Diese Nacht vergeht nicht so schnell wie die davor. Immer wieder wälze ich mich in meinem Bett hin und her, schaffe es aber einfach nicht, eine bequeme Liegeposition zu finden. Irgendwann gebe ich es auf, schalte meine Nachttischlampe ein, nehme mein Buch zur Hand und lese ein paar Kapitel weiter.

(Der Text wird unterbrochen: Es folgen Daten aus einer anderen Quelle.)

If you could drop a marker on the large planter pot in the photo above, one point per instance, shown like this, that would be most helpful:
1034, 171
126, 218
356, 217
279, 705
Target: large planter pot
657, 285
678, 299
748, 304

Erschrocken reiße ich die Augen auf und setze ich mich auf, als jemand an meiner Tür klopft. Ein Blick auf meinen Wecker verrät mir, dass es 11 Uhr vormittags ist. Also muss ich doch irgendwann eingeschlafen sein. Mein Magen ähnelt einer einsamen Wüste und das lässt er mich ordentlich spüren. Stöhnend erinnere ich mich wieder daran, dass jemand in mein Zimmer will. Zuerst denke ich schon, dass es sich um meinen Vater handelt, aber dann wird mir wieder bewusst, dass er seit zwei Tagen vermisst wird und Onkel George zu Besuch gekommen ist.

„Chloe? Kann ich reinkommen?“, fragt er vorsichtig durch das Holz, das uns von einander trennt.

„Ja“, gebe ich knapp zur Antwort und keine Sekunde später betritt er den Raum.

„Tut mir leid, falls du noch weiter schlafen wolltest, aber es ist bereits 11 Uhr.“ Soll das ein Grund sein, schon aufzustehen?

„Ist nicht tragisch“, versuche ich überzeugend zu sagen, aber wenn ich ehrlich bin, stört es mich extrem. Meine Schlafstörungen haben endlich nachgelassen und jetzt kann ich das nicht mal am Wochenende ausnützen, weil ich sowieso geweckt werde. „Ich mach mich noch schnell fertig, dann können wir gemeinsam frühstücken oder so. Du kannst dich schon mal in die Küche setzen“, meine ich und mache ihm damit mehr oder weniger klar, dass er aus meinem Zimmer verschwinden soll.

Als die Tür hinter ihm wieder ins Schloss fällt, lasse ich mich mit dem Gesicht nach unten auf meine Matratze fallen und seufze in meine Decke. Die Müdigkeit hat sich fast komplett verabschiedet, also könnte ich, selbst wenn ich noch so sehr wollte, jetzt nicht mehr einschlafen. Ich gebe diesen Gedanken auf, gehe zu meinem Schrank und suche mir bequeme Klamotten heraus. Schließlich ziehe ich mich um, frisiere mich und spaziere dann missmutig zu George hinaus.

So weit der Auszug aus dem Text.